Images Ballet Company at Lilian Baylis Theatre, June 19
Finding a fresh end-of-year performance repertoire for students in the final year of London Studio Centre’s classical ballet strand is fraught with compromise. While classical ballet may be central to the curriculum, the classical form in contemporary performance is subject to various challenges, from inadvertent misunderstanding to intentional mishandling. With four new works to commission for her London Studio Centre students, Images Ballet Company artistic director Jennifer Jackson is well suited to navigating the hazardous paths to its realization. Having been a soloist in the Royal Ballet and subsequently experimented in choreographing the classical form and engaged in teaching its essentials ever since, she knows how to stand her ground and is not one to follow trends. She is careful to avoid, for example, the existential threat to the classical form at her former company arising from the dis-location of the body in the choreography of Wayne McGregor. Nevertheless, she faces two issues that this end-of-year performance aims to resolve. The number of choreographers working in the classical idiom is as limited as her budget so while she can at times access the talents of some of her more experienced colleagues, she must judge the input of less well-established choreographers to make up a program that will show off the quality of her dancers to their highest standards. That Jackson succeeds in balancing these competing demands is testimony to her skill in the artistic equivalent of realpolitik.
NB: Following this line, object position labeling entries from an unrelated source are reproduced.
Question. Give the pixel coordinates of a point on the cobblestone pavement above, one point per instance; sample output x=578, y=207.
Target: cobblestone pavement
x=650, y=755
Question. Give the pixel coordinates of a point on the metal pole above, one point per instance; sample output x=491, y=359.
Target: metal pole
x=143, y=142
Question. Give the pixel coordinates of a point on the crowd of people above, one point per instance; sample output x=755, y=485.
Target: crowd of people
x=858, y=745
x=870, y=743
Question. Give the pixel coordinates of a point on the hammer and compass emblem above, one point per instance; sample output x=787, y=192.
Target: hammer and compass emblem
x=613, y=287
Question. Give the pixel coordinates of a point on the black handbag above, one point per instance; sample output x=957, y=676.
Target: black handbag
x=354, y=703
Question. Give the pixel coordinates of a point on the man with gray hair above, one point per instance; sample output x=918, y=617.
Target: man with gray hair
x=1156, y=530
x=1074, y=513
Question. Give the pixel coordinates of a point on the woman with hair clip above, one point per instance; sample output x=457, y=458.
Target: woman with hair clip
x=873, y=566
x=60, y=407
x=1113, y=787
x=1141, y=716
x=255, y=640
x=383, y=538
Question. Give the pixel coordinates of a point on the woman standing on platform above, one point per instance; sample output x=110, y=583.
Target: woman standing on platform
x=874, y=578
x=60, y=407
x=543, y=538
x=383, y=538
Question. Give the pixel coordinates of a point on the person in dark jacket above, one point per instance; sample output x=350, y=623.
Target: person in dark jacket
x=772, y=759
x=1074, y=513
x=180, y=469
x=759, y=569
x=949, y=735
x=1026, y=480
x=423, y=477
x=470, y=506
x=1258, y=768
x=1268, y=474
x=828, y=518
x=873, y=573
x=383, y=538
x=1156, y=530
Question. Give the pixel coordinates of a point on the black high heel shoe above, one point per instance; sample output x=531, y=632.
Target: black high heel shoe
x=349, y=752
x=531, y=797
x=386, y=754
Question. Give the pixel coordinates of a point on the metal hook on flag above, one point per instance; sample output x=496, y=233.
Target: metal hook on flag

One aspect of the performance Jackson has developed during her tenure at London Studio Centre is the musical through-line. This year composer and percussionist Martin Pyne provides not only a virtuosic composition for Mikaela Polley’s Interplay that he performs on stage, but a witty trio with himself on a mini-piano and two dancers that is performed during the intermission as an impromptu work in itself. Pyne begins Interplay seated behind his drum kit on an empty stage, giving us a foretaste of rhythmic patterns and percussive sounds for the choreography to follow. If Polley is conversant with classical technique, the forms and underlying rhythms she has chosen for the dancers are no match for Pyne’s virtuosic playfulness. Unlike the tradition in Indian classical dance, its western counterpart lacks the training of an integrated, percussive dynamic between musicians and dancers; although the interplay is present in the communication between Pyne and the dancers, the choreographic effect falls short of its promise. At the end, the gradual dismantling of the drum kit by the dancers while Pyne continues playing undaunted is a gem of musical and virtuosic wit.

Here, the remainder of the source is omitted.